Permutation test of the difference between mean time to mating of starved and fed crickets.


Observed value

Begin by calculating the observed difference between means (starved minus fed). The difference is -18.25734 in this data set.

cricketMeans <- summarize(group_by(cannibalism, feedingStatus), 
                  timeToMating = mean(timeToMating, na.rm = TRUE))
cricketMeans <- as.data.frame(cricketMeans)
cricketMeans
##   feedingStatus timeToMating
## 1       starved     17.72727
## 2           fed     35.98462
diffMeans <- cricketMeans$timeToMating[1] - cricketMeans$timeToMating[2]
diffMeans
## [1] -18.25734


Number of permutations

Decide on the number of permutations. We use 10K here.

nPerm <- 10000


Run a loop

Create a loop to permute the data many times (the number of times determined by nperm). In the following loop, i is a counter that climbs from 1 to nPerm by 1. In each iteration, the permuted difference is saved in the object permResult.
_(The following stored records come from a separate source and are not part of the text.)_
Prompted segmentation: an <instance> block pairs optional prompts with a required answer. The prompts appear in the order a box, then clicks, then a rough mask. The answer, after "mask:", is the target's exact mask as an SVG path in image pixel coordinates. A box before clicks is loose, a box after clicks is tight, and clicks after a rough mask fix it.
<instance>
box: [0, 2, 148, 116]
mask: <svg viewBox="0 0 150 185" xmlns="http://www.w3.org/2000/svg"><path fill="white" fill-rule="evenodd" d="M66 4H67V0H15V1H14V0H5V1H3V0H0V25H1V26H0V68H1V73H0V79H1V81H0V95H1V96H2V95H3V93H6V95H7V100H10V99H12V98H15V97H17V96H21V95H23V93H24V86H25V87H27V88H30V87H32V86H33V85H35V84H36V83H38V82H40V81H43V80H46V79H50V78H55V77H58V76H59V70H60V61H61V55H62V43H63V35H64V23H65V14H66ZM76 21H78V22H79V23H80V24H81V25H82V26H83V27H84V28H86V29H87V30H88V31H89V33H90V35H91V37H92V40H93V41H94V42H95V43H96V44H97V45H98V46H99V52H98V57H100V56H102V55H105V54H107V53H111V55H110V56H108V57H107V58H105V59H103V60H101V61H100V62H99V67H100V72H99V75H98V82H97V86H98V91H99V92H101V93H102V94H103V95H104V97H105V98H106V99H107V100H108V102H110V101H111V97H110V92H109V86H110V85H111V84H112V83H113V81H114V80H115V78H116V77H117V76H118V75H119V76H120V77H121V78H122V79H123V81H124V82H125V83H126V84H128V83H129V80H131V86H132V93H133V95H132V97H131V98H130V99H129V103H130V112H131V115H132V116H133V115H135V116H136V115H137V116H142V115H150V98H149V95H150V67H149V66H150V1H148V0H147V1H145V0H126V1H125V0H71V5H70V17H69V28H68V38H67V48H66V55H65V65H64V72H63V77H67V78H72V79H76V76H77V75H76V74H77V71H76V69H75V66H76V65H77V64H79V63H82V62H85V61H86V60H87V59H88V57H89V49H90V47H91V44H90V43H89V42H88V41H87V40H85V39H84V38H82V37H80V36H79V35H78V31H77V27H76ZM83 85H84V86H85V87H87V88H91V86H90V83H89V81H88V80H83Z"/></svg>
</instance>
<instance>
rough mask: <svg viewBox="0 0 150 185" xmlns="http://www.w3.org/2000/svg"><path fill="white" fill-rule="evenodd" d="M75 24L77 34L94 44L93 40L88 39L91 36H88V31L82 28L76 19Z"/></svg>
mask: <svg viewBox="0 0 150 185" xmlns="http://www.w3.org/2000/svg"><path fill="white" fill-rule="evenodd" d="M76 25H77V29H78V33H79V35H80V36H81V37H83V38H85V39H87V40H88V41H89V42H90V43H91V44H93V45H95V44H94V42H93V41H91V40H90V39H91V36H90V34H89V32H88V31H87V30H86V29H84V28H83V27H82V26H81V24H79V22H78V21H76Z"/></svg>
permResult <- vector() # initializes
for(i in 1:nPerm){
    # step 1: permute the times to mating
    cannibalism$permSample <- sample(cannibalism$timeToMating, replace = FALSE)
    # step 2: calculate difference betweeen means
    permSampleMean <- as.data.frame(summarize(group_by(cannibalism, feedingStatus), 
                  permMean = mean(permSample, na.rm = TRUE)))
    permResult[i] <- permSampleMean$permMean[1] - permSampleMean$permMean[2]
    }


Plot null distribution

Make a histogram of the permuted differences (Figure 13.8-1).

hist(permResult, right = FALSE, breaks = 100)

or

ggplot(data.frame(permResult), aes(permResult)) + 
    geom_histogram(fill = "white", col = "black", binwidth = 1, 
        boundary = 0, closed = "left") + 
    labs(x = "Permuted difference in treatment means (hours)", y = "Frequency") + 
    theme_classic()


Approximate \(P\)-value

Use the null distribution to calculate an approximate P-value. This is the twice the proportion of the permuted means that fall below the observed difference in means, diffMeans (-18.25734 in this example). The following code calculates the number of permuted means falling below diffMeans.
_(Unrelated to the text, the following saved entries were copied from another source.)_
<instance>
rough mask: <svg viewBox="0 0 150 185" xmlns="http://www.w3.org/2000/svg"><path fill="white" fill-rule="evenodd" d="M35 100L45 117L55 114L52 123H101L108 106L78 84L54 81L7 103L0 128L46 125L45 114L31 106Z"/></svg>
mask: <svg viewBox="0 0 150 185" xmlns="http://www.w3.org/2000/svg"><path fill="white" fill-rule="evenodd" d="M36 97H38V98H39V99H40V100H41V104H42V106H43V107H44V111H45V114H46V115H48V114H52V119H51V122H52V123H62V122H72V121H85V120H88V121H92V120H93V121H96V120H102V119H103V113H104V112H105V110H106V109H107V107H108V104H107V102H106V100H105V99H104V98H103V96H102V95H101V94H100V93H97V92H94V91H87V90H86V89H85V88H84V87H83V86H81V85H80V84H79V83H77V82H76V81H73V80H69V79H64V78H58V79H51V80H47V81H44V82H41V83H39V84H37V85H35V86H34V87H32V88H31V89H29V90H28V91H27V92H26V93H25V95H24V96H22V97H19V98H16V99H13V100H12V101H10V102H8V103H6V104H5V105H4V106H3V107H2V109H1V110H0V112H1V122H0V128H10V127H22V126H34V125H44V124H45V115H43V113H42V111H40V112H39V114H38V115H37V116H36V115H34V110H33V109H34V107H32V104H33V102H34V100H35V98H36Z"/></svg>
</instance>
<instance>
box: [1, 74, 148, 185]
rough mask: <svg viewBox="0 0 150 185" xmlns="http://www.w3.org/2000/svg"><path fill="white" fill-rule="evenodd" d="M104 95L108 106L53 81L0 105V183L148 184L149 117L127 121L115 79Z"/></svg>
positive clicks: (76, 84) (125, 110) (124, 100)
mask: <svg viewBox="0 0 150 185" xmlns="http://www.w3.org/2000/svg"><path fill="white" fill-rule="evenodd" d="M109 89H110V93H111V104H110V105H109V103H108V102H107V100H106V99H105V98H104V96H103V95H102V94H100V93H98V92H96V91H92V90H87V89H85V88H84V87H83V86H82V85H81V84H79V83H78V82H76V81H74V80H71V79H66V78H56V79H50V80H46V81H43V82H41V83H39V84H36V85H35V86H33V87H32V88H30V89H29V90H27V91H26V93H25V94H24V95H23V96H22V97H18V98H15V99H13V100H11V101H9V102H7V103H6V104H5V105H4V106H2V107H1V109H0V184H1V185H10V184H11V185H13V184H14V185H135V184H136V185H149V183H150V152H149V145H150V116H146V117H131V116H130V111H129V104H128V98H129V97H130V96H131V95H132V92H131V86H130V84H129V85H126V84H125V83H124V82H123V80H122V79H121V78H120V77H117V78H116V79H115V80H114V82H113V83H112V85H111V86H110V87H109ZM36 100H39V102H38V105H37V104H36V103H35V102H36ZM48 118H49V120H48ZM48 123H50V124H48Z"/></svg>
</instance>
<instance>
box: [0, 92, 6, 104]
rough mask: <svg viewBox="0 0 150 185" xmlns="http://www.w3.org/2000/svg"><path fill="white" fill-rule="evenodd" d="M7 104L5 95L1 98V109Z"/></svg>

sum(as.numeric(permResult <= diffMeans))
## [1] 649

These commands obtain the fraction of permuted means falling below diffMeans.

sum(as.numeric(permResult <= diffMeans)) / nPerm
## [1] 0.0649

Finally, multiply by 2 to get the P-value for a two-sided test. The value won’t be identical to the one in the book, or to the value you obtain, because 10,000 iterations is not large enough for extreme accuracy.

2 * ( sum(as.numeric(permResult <= diffMeans)) / nPerm )
## [1] 0.1298